One of the items on the agenda for the next General Conference is a plan to split the UMC called the “Protocol of Reconciliation & Grace through Separation,” negotiated independently by various groups including the WCA in 2019. If adopted, the Protocol, as it’s known, would provide $25 million in seed money over four years to a “traditionalist” denomination and another $2 million for other “expressions” of Methodism. The WCA sees itself as the recipient of the portion designated for a traditionalist church, although the Protocol doesn’t specify the WCA as a recipient and details of such a separation would have to be worked out by General Conference delegates.
Not a new conflict
This isn’t the first time traditionalist United Methodists’ tactics have ignited a furor. Part of the sharp reaction to the vaccination offer can be traced to past experiences with the WCA and other conservative caucuses.
For example, on Dec. 28, 2021, blogger Jeremy Smith of Hacking Christianity reported a discrepancy between a recent comment by Thomas Lambrecht, vice president of the conservative caucus Good News, and Lambrecht’s 2004 strategy for the organization.
Smith posted a screen capture of a Nov. 3, 2021, tweet by Good News Magazine of a quote from Lambrecht’s column: “Part of the ‘grace’ alluded to in the name of the Protocol is the idea that all groups want any denominations that emerge under the Protocol, as well as the post-separation United Methodist Church, to be as strong and vibrant as possible, set up to succeed, rather than fail.”

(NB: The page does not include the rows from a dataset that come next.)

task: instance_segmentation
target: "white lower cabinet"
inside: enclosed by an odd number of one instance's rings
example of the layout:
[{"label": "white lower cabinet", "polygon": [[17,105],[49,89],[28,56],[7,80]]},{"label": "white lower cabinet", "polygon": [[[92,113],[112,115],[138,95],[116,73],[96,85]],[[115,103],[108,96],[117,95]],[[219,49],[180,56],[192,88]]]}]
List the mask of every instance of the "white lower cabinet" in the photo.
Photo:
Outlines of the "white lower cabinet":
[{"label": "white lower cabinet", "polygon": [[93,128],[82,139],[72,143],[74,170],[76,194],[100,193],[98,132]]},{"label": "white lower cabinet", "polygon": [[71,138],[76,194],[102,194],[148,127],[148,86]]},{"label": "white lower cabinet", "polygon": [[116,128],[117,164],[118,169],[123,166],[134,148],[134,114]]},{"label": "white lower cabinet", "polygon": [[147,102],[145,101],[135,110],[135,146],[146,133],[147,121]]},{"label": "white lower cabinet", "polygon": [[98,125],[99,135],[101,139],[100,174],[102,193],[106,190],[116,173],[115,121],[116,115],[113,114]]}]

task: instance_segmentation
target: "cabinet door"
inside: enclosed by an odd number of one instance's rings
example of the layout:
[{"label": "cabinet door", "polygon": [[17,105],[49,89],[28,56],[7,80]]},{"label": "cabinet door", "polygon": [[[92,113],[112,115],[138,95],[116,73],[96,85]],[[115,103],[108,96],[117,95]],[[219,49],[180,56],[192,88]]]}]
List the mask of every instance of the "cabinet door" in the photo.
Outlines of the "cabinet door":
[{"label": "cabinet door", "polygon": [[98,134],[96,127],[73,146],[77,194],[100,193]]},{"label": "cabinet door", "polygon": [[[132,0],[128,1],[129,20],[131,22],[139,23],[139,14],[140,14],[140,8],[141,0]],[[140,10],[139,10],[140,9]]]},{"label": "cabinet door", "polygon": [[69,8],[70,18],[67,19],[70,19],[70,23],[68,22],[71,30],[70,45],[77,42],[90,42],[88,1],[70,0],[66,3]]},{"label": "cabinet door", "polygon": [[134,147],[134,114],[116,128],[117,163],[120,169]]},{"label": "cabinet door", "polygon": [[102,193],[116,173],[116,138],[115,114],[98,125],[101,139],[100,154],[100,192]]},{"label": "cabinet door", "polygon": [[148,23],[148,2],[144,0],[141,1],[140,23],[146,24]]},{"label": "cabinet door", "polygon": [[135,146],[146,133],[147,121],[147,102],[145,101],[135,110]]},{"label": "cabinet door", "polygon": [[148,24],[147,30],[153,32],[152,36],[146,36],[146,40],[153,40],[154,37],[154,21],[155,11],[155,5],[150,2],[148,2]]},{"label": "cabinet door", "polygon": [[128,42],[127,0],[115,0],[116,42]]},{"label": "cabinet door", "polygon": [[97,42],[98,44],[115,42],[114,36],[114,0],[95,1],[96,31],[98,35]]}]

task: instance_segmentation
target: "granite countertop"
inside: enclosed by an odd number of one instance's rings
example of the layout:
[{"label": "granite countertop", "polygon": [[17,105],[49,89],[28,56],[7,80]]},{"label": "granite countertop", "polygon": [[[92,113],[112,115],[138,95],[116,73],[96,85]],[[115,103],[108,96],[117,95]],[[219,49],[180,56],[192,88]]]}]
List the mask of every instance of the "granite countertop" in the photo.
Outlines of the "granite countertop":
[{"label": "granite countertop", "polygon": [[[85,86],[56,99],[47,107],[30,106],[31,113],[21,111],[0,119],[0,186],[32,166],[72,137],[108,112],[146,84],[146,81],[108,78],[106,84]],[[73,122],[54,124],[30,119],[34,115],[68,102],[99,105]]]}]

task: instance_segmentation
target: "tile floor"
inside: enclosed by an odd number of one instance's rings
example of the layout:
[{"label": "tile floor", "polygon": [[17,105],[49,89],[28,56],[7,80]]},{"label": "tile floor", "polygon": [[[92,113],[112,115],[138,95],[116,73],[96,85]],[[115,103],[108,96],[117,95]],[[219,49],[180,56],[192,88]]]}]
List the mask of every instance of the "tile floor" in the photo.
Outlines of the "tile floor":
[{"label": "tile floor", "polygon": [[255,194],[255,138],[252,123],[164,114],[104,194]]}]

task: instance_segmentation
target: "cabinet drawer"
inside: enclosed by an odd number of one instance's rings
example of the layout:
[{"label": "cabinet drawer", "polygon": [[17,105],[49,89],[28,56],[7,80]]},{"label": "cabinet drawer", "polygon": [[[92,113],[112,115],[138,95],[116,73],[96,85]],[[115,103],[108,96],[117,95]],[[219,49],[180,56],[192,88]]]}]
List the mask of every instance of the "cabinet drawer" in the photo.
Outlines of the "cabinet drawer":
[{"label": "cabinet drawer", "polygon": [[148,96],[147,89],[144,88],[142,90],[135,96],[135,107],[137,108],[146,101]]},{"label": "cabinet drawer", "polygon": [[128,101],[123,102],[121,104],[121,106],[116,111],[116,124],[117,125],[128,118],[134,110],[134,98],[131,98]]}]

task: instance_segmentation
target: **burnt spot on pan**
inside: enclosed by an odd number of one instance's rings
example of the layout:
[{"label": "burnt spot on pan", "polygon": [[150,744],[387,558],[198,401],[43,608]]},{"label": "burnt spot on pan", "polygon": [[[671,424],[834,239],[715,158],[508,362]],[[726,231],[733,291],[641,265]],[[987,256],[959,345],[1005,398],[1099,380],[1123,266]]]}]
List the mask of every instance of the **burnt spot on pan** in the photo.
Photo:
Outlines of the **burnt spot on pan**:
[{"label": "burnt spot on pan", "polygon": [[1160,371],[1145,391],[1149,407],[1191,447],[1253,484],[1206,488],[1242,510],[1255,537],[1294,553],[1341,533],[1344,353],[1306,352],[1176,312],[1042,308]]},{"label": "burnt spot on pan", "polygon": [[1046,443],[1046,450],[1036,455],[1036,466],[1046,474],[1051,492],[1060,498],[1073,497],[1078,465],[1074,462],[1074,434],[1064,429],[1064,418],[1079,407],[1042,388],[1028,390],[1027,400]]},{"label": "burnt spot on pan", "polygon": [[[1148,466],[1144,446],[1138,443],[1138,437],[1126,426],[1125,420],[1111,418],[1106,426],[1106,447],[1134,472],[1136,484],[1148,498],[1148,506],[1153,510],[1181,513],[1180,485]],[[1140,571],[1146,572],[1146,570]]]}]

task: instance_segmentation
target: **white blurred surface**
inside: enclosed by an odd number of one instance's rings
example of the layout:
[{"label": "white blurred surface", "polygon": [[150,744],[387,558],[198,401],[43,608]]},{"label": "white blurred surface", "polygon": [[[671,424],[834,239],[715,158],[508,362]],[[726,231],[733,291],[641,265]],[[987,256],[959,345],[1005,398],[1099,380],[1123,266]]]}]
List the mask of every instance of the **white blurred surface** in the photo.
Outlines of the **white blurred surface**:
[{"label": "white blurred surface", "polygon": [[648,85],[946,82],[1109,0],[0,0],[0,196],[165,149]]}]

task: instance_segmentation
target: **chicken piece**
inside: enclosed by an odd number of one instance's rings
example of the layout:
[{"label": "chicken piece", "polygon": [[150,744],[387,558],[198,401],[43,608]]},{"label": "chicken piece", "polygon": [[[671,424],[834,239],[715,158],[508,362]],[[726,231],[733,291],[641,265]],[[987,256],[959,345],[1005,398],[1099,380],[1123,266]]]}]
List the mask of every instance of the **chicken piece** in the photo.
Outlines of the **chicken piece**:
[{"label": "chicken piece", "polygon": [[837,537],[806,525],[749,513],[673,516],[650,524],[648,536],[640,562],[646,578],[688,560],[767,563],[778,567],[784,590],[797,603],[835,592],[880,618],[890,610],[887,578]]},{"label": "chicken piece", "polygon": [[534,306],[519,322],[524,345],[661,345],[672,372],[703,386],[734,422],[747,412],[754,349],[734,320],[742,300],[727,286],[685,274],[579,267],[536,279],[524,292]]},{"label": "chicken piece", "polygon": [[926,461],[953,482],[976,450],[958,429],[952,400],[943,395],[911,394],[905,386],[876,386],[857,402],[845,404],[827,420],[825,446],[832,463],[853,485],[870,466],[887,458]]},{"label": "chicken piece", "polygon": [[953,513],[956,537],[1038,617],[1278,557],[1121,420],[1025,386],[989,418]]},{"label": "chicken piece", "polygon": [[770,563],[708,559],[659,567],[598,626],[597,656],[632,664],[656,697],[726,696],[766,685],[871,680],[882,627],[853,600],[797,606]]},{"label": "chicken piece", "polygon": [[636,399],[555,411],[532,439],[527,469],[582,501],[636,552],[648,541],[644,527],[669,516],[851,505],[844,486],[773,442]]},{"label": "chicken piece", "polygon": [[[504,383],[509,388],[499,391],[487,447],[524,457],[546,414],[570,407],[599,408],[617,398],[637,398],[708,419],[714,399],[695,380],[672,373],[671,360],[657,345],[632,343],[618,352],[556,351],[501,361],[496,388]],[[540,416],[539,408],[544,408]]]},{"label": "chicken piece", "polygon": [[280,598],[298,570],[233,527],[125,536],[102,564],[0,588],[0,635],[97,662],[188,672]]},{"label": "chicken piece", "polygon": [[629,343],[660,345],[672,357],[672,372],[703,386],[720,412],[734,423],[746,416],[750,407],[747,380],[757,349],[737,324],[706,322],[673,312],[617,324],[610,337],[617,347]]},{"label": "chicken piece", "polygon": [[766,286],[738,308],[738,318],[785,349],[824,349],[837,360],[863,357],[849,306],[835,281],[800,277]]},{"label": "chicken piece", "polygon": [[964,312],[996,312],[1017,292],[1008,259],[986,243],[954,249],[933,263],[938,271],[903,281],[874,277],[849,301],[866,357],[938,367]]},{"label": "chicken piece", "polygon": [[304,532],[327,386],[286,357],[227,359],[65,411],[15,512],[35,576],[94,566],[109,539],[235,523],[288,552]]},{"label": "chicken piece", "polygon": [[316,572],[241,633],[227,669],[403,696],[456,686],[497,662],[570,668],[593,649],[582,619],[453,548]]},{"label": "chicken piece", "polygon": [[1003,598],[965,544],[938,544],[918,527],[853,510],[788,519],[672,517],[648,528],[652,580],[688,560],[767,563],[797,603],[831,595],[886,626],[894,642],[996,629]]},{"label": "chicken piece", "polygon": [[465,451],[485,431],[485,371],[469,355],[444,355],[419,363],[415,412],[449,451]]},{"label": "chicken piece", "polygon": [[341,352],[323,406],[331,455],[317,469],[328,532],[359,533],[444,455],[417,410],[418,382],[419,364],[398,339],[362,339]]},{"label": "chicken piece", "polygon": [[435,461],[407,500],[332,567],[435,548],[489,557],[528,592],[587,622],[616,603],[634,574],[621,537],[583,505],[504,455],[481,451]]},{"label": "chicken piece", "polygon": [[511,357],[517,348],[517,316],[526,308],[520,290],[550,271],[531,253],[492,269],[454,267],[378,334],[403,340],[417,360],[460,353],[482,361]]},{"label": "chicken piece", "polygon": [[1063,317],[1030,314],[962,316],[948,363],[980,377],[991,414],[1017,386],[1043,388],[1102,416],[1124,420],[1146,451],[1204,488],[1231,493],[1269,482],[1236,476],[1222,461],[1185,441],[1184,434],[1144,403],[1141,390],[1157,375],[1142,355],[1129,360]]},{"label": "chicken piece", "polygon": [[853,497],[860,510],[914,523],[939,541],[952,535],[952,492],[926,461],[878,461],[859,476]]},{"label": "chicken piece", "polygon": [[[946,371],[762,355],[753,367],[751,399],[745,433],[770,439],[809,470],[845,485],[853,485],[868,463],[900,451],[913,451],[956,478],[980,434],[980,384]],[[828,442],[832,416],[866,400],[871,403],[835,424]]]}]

Calling Lambrecht’s quote “the biggest whopper the WCA ever told,” Smith wrote: “The above quote by Rev. Thomas Lambrecht of the Good News movement — that traditionalists want the UMC to be ‘set up to succeed, rather than fail’ — is in stark contrast with the 2004 strategy document that Rev. Lambrecht himself penned that details why Traditionalists ought not leave a ‘strong’ UMC behind. This document also provided the baseline for their successful strategy at the 2019 General Conference, which backfired spectacularly and would have ran them out of options except the coronavirus happened.”
In addition, for the past two decades conservative caucuses have conducted “orientation sessions” for international delegates at private locations in advance of General Conference. Participants at one such session held prior to the special 2019 General Conference, who spoke on condition of anonymity for fear of reprisals at home, told of being instructed not only how to use electronic voting devices but also specifically how to vote on legislation.
At the 2008 General Conference in Fort Worth, Texas, a coalition including conservative caucuses Good News, the Confessing Movement and the Institute on Religion and Democracy purchased cell phones for international delegates. The coalition asserted that the phones were intended for international delegates to “call home,” but irate U.S. and European delegates alleged the phones were meant to communicate instructions on how to vote on legislation. In reaction, delegates to the Fort Worth conclave approved a ban on using “electronic devices” inside the voting bar of the conference.
General Conference organizers must decide by mid-March whether to go ahead with this year’s legislative assembly, based on criteria it adopted last fall. Thanks to this latest episode, what happens between now and then is anybody’s guess.
Cynthia B. Astle is a veteran journalist who has covered the worldwide United Methodist Church at all levels for more than 30 years. She serves as editor of United Methodist Insight, an online journal she founded in 2011.